On March 2, 1965, the stockholders of the Piedmont Hotel Company announced that they had accepted a $3.5 million offer from the Equitable Life Assurance Society of the United States to purchase the property, where they intended to construct a new office building. This was part of a larger trend of insurance companies building offices in Atlanta, as between 1960 and 1965, several major insurance firms had either constructed or had plans to construct a collective 135 floors-worth of office space in the city. The hotel closed without fanfare at noon on May 3, 1965. The following day, The Atlanta Constitution published an editorial about the hotel, commending it for its high quality and saying in part about its demolition, "It is with regret that we see an old friend, the Piedmont, depart". The building was demolished that year, and by 1968, the Equitable Building, a 34-floor skyscraper that had cost $20 million to erect, was completed.

== Design ==
The hotel occupied a city block that was bounded by Peachtree Street, Luckie Street, Forsyth Street, and Williams Street.
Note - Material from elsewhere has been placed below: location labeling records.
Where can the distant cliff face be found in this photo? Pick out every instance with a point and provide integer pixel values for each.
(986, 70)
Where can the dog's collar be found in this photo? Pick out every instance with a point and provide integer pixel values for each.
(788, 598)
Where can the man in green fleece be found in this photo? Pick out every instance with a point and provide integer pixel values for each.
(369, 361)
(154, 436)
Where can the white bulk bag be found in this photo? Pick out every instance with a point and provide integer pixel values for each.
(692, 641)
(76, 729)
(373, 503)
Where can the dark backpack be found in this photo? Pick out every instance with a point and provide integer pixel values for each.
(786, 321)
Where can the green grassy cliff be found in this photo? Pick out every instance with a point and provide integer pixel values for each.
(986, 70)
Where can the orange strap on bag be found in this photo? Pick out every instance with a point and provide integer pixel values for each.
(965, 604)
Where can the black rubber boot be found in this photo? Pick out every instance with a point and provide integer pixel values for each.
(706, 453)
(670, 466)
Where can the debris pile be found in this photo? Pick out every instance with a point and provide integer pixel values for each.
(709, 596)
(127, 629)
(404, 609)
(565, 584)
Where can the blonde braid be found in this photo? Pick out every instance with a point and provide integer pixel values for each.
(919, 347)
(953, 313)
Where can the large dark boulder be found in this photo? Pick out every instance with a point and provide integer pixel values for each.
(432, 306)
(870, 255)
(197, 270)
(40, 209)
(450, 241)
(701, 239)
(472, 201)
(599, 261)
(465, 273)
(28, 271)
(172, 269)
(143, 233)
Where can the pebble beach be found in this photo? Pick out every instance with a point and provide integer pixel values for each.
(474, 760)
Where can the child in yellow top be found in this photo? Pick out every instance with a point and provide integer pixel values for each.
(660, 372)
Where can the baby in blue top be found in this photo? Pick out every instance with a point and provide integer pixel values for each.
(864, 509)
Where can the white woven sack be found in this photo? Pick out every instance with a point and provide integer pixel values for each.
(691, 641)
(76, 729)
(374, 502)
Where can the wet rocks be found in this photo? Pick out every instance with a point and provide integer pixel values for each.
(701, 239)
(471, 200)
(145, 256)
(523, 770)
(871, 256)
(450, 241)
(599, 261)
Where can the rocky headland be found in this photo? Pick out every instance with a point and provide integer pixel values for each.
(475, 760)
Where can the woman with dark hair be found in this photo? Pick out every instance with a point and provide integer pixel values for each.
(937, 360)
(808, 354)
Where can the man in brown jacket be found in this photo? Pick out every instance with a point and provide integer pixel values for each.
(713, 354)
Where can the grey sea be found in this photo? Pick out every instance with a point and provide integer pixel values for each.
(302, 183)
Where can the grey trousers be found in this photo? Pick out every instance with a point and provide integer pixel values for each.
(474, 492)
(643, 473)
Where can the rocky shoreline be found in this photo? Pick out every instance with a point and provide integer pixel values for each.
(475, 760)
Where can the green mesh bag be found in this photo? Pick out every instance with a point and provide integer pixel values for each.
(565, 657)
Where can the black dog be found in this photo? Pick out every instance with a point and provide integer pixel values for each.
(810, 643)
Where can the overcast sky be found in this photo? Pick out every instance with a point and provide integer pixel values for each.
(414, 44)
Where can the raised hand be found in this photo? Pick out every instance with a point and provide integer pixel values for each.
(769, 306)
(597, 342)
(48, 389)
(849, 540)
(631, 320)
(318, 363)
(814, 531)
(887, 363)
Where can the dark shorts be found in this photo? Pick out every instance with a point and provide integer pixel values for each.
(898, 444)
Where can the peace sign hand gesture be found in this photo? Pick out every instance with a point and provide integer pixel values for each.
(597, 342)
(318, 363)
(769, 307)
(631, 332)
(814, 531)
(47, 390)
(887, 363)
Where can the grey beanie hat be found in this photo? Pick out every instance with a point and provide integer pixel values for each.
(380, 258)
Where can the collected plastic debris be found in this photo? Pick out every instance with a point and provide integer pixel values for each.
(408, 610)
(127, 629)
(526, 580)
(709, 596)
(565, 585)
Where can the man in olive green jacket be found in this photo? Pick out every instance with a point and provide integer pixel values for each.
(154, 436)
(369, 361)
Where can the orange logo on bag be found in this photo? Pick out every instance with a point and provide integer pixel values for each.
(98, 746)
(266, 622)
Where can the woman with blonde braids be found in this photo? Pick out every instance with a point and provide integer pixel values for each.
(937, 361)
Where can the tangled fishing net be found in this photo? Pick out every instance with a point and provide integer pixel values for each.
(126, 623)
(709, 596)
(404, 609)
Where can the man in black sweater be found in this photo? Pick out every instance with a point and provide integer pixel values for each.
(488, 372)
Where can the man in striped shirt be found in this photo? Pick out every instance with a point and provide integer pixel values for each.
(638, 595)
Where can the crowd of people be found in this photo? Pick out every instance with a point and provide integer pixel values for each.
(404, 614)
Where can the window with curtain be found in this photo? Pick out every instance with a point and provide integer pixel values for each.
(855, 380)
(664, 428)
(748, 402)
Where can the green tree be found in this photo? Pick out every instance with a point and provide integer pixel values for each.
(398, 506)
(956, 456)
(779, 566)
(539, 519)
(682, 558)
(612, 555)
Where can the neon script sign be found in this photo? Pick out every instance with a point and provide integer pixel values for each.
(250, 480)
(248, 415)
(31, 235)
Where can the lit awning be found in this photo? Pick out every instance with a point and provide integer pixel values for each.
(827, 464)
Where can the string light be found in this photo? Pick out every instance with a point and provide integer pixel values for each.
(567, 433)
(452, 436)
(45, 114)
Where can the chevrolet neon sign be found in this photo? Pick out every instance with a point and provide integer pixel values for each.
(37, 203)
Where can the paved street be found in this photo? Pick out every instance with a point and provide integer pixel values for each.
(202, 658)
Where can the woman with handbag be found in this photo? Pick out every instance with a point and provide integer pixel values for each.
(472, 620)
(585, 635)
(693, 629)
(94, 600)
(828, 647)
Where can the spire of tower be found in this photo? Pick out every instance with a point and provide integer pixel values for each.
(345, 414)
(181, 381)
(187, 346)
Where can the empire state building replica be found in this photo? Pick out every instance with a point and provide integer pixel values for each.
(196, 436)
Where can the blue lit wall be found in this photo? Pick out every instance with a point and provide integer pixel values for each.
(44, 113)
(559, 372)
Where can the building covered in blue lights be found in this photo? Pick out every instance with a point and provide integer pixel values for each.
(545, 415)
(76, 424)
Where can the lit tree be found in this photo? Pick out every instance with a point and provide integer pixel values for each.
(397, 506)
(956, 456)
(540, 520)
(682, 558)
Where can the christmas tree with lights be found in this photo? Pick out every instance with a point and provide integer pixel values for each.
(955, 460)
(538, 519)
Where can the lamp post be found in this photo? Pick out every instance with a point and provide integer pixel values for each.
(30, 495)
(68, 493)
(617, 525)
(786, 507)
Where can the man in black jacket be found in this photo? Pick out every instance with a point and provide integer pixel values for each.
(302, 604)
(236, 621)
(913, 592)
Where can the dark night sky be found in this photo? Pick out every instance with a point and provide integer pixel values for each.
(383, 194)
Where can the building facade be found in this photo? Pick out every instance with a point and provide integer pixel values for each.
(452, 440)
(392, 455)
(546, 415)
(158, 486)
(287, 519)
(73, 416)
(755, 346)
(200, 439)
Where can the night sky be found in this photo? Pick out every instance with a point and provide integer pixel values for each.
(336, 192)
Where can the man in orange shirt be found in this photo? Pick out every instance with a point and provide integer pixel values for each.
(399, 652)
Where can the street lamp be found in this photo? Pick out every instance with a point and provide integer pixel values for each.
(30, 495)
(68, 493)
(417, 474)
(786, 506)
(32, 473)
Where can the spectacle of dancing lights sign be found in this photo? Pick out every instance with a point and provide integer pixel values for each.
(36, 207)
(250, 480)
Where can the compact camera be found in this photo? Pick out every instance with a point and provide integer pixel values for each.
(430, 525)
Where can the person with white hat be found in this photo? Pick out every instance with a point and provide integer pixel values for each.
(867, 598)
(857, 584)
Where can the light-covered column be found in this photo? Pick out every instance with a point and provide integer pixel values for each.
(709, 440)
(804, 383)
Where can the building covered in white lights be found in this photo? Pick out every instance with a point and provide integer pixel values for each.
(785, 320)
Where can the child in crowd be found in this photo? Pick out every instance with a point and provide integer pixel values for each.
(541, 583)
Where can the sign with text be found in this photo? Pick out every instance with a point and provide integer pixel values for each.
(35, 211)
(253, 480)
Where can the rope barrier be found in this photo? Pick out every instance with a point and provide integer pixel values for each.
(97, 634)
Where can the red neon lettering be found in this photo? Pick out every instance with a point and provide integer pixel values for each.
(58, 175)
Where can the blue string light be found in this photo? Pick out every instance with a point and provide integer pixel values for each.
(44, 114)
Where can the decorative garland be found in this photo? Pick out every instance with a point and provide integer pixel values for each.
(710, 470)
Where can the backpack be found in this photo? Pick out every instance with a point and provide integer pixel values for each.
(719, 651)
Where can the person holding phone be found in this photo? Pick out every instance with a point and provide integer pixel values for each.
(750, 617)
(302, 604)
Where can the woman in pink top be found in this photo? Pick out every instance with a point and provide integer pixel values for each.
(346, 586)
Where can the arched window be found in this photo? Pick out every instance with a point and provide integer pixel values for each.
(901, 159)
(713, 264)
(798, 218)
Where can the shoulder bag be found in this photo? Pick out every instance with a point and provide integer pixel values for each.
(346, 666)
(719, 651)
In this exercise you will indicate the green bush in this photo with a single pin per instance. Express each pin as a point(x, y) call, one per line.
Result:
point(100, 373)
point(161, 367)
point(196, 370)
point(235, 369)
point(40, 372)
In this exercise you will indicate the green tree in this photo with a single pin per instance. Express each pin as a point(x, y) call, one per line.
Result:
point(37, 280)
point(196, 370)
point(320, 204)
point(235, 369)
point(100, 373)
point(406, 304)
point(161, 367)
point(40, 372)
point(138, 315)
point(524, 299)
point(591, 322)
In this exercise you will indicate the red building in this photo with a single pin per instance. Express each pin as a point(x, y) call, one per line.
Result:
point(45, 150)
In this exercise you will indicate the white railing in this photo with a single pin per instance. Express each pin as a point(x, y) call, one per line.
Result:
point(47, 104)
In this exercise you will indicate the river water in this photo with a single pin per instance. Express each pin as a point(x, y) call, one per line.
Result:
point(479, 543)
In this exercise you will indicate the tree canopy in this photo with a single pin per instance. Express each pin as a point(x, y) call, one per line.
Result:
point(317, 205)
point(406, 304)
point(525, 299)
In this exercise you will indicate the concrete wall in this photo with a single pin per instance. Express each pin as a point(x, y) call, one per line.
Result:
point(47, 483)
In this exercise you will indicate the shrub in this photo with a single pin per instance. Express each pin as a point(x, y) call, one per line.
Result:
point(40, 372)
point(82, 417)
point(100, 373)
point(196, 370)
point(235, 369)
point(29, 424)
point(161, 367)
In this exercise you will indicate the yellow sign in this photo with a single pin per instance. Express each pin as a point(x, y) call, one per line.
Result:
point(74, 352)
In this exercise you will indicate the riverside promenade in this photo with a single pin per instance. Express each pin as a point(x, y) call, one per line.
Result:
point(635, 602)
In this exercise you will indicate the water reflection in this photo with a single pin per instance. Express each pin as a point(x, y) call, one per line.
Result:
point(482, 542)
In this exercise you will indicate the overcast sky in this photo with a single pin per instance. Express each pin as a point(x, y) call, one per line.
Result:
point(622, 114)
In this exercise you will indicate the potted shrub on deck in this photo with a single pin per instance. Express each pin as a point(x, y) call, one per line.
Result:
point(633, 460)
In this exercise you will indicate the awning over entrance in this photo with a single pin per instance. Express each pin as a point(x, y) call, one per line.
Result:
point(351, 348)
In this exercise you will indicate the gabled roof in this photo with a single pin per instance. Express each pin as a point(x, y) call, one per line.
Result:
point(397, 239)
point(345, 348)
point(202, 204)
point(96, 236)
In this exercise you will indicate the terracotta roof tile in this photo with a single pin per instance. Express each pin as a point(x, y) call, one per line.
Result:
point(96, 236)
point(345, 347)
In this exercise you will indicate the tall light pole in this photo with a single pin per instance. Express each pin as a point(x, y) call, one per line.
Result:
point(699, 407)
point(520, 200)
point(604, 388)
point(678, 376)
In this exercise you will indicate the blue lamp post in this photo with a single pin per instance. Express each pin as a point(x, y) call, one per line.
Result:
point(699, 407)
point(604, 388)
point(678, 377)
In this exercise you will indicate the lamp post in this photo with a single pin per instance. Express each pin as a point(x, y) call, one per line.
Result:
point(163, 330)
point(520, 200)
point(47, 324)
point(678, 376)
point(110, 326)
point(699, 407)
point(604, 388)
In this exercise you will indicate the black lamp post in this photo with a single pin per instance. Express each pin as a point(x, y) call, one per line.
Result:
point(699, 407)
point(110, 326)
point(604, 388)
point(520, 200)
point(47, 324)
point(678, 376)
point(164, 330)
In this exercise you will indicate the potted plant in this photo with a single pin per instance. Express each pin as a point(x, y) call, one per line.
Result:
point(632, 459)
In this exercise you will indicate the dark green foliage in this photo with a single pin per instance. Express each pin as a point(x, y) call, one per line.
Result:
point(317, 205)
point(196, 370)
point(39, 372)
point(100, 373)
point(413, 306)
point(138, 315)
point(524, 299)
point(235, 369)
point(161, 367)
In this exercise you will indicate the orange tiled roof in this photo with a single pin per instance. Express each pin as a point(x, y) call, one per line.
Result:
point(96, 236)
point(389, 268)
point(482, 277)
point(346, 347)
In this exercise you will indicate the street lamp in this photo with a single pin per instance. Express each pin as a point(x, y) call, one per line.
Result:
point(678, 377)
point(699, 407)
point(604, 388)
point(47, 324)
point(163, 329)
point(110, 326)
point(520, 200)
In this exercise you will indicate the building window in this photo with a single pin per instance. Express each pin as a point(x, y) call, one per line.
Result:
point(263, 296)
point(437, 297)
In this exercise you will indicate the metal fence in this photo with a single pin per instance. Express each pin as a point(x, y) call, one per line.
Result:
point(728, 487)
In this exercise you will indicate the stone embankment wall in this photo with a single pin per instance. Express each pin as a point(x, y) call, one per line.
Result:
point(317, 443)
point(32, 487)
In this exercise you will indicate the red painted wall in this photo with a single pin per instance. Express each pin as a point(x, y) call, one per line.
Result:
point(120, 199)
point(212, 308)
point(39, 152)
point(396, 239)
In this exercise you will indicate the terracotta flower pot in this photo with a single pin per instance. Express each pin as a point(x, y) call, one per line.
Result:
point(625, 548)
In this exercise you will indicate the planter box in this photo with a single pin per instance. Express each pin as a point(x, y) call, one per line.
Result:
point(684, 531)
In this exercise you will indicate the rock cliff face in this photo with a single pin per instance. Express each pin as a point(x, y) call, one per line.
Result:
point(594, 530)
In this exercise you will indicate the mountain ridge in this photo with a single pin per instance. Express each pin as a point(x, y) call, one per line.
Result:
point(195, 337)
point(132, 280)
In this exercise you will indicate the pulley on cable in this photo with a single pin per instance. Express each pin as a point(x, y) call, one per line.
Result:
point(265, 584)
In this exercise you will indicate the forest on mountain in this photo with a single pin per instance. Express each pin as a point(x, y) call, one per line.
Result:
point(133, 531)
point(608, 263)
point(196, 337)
The building had a frontage of 182.4 ft on Luckie Street, 128.35 ft on Peachtree Street, 150.5 ft on Forsyth Street, and 33.5 ft at the intersection of Broad, Luckie, and Peachtree streets. The building stood 11 stories tall. On the first floor was the main lobby of the building, which had marble columns and was decorated with large frescoes. Connected to the lobby was the hotel's offices, parlor rooms, and several shops. Additionally, a dining room was affixed to the lobby, with a space for the hotel's orchestra nearby. The hotel rooms were located on the second floor and above and could be reached from the lobby by either stairs or an elevator. Private dining rooms and the hotel's kitchen were also located on the second floor.